Where are You Coming From?

Some people may have asked, "Where in the world are you coming from Rick?"  Well, that is not always an easy question to answer.  I have had a lot of influences on my life. My parents, friends, teachers, and the Air Force have all had an affect on me. But when it comes to my attitudes towards the place of Indian people in this society, there was one man who really made a difference in my point of view.

Many years ago, I read a speech that was given by Chief Dan George of the Salish Nation. Most of you will remember him for the movies Little Big Man and The Outlaw Josey Wales. You see, Dan George was much more than an actor. He was a thinker, a great orator, and a leader. He saw the greatness of Indian people and the wonderful future in store for us. This particular speech, given in 1967 during the Canadian Centennial, forever changed my outlook.

"How long have I known you, oh Canada? Two hundred years? Yes, a hundred years. And many, many seelanum more. And today, when you celebrate your one hundred years, oh Canada, I am sad for all the Indian people throughout  the land.

For I have known you when your forests were mine; when they gave me my meat and my clothing. I have known you in your streams and rivers where your fish flashed and danced in the sun, where the waters said come, come and eat of my abundance. I have known you in the freedom of your winds. And my spirit, like the winds, once roamed your good lands.

But in the long hundred years since the white man came, I have seen my freedom disappear like the salmon going mysteriously out to sea. The white man's strange customs which I could not understand, pressed down upon me until I could no longer breath.

When I fought to protect my land, I was called a savage. When I neither understood nor welcomed this way of life, I was called lazy. When I tried to rule my people, I stripped of my authority.

My nation was ignored in your history books -- they were little more important in the history of Canada than the buffalo that ranged the plains. I was ridiculed in your  plays and motion pictures, when I drank your fire-water, I got drunk -- very, very drunk. And I forgot.

Oh Canada, how can I celebrate this Centenary, this one hundred years? Shall I thank you for the reserves that are left to me of my beautiful forests? For the canned fish of my rivers? For the loss of my pride and authority, even among my own people? For the lack of my will to fight back? No! I must forget what's past and gone.

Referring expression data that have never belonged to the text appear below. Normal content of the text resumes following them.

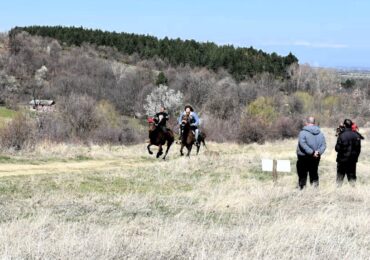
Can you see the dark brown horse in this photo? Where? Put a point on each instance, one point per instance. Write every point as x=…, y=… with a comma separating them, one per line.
x=159, y=138
x=188, y=137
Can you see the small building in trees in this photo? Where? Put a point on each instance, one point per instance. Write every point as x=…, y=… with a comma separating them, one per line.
x=42, y=105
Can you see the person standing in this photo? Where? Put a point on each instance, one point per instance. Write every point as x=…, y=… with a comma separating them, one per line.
x=311, y=145
x=348, y=148
x=194, y=124
x=161, y=119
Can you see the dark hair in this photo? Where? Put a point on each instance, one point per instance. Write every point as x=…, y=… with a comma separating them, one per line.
x=189, y=106
x=347, y=123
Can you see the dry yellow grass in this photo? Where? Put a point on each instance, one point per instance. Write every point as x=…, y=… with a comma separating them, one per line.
x=106, y=202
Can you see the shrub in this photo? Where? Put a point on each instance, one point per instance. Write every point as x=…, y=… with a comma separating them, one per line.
x=286, y=127
x=263, y=109
x=252, y=131
x=18, y=134
x=163, y=96
x=81, y=114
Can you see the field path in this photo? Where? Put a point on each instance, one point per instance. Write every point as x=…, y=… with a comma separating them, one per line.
x=13, y=169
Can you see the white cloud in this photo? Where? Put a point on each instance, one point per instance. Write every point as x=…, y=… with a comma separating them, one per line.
x=302, y=43
x=323, y=45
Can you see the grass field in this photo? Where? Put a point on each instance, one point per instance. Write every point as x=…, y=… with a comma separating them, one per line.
x=6, y=115
x=110, y=202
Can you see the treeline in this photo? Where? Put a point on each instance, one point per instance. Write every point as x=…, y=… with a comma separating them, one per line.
x=239, y=62
x=101, y=99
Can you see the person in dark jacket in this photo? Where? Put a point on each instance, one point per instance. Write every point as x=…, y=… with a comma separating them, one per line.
x=311, y=145
x=161, y=119
x=348, y=148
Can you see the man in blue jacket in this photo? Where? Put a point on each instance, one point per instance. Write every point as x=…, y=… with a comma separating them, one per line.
x=311, y=145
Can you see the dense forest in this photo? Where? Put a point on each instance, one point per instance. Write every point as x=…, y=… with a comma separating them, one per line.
x=104, y=85
x=239, y=62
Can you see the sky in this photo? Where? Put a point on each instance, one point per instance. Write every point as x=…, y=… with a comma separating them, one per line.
x=323, y=33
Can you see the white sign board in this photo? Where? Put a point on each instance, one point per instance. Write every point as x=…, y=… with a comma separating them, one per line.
x=283, y=166
x=267, y=165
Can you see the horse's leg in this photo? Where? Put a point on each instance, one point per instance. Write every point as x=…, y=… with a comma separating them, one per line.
x=189, y=147
x=181, y=149
x=160, y=151
x=148, y=147
x=198, y=146
x=169, y=143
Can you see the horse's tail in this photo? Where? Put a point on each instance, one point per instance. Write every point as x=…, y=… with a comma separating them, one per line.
x=203, y=139
x=170, y=137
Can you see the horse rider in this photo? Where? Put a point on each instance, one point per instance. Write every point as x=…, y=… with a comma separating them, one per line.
x=161, y=119
x=194, y=121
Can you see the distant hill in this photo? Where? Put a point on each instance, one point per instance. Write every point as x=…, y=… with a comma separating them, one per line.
x=241, y=63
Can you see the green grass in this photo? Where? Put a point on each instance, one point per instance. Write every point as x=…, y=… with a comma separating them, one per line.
x=7, y=113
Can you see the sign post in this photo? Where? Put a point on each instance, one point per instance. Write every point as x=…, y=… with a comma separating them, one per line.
x=275, y=166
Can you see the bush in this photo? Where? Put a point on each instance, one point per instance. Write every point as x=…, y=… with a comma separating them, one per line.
x=263, y=109
x=18, y=134
x=287, y=127
x=252, y=131
x=80, y=112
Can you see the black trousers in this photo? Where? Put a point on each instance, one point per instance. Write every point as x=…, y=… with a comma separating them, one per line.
x=307, y=165
x=346, y=168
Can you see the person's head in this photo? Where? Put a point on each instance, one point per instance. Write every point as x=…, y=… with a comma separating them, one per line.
x=347, y=123
x=188, y=108
x=354, y=127
x=310, y=121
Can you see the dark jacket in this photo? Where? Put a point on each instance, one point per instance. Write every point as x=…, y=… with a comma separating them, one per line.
x=161, y=118
x=310, y=139
x=348, y=146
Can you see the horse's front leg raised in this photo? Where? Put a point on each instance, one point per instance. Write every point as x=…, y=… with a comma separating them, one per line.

Oh God in heaven! Give me back the courage of the olden chiefs. Let me wrestle with my surroundings. Let me again, as in the days of old, dominate my environment. Let me humbly accept this new culture and through it rise up and go on.

Oh God! Like the Thunderbird of old, I shall rise again out of the sea. I shall grab the instruments of the white man's success -- his education, his skills, and with these new tools I shall build my race into the proudest segment of your society. Before I follow the great chiefs who have gone before us, oh Canada, I shall see these things come to pass.

I shall see our young braves and our chiefs sitting in the houses of law and government, ruling and being rules by the knowledge and freedom of our great land. So shall we shatter the barriers of our isolation. So shall the next hundred years be the greatest in the proud history of our tribes and nations."

What vision the man had.  In the first five paragraphs, he shows Indian people lamenting and recounting the past. Certainly Indian people have much to either be angry or sad about. The past dealings of Canada and the United States with Indian people has much shame. Unfortunately though, too many people try to live in the past or try to reclaim a past that is forever gone.

In paragraph six there is a great transition.  He asks the question -- should we hold on to our sorrow and anger? His answer is no. When he says that we should forget what is past and gone, I don't believe he is saying that we should forget what happened or forget our cultures. I take this to mean:  Remember the history, but dwell on it or use it as an excuse -- NEVER!

Paragraph seven is extremely profound.  See how he says that Indian people should regain some things of the past, notably: courage and strength. But then he says let us accept the new culture. Well, what could he mean here? How can you regain the past and yet accept the white culture?  I have always taken this to mean what has become a basic tenet of my life -- keep one foot in the Red World and one in the White. Find that place where you are an Indian person, yet you are also part of modern society.

Paragraph eight and nine show the future and means for Indian people to regain their greatness.

These are not merely good words.  This is essential for the survival and revival of Indian people. Already we are seeing the assertiveness of Indian people. Indians moving into business, becoming politicians, doctors, lawyers, entrepreneurs, educators, authors, yet fully retaining their heritage. To me, these are the new Indian heroes.

I wish for future when Indian people are self-supporting, when Nations take care of their own, when individuals provide for their families with no outside help, when tribal governments can tell the Bureau of Indian Affairs to take a flying leap because they are no longer needed.  This future is attainable, if we have "the courage of the olden chiefs"  to take it.